Campo de Ourique () is a freguesia (civil parish) and district of Lisbon, the capital of Portugal. Located in the historic center of Lisbon, Campo de Ourique is east of Alcântara, north of Estrela, west of Santo António, and south of Campolide. The population in 2011 was 22,120.

History
This new parish was created with the 2012 Administrative Reform of Lisbon, merging the former parishes of Santo Condestável and Santa Isabel. Currently the priest responsible for the parish is Father José Manuel Pereira de Almeida.

Notable people
Portuguese writer Fernando Pessoa lived in Campo de Ourique and his apartment is now a museum. He is probably the most famous person, that lived in Campo de Ourique. 
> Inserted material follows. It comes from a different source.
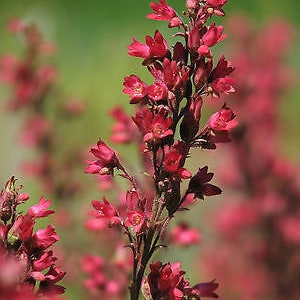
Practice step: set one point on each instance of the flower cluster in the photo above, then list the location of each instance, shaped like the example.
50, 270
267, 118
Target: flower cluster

Several personalities lived in Campo de Ourique: Fernando Pessoa, Luís de Sttau Monteiro, Jorge Costa Pinto, Jorge Borges de Macedo, Rão Kyao, João Afonso, Manuel João Vieira, João D'Ávila, Fernanda Lapa, Fernanda Borsatti, Miguel Simões, João Peste, São José Lapa, Jorge Silva Melo, José Nascimento, Jorge Martins, Artur Varatojo, Manuel Costa Cabral, Luís Varatojo, Guida Maria, Judith Teixeira.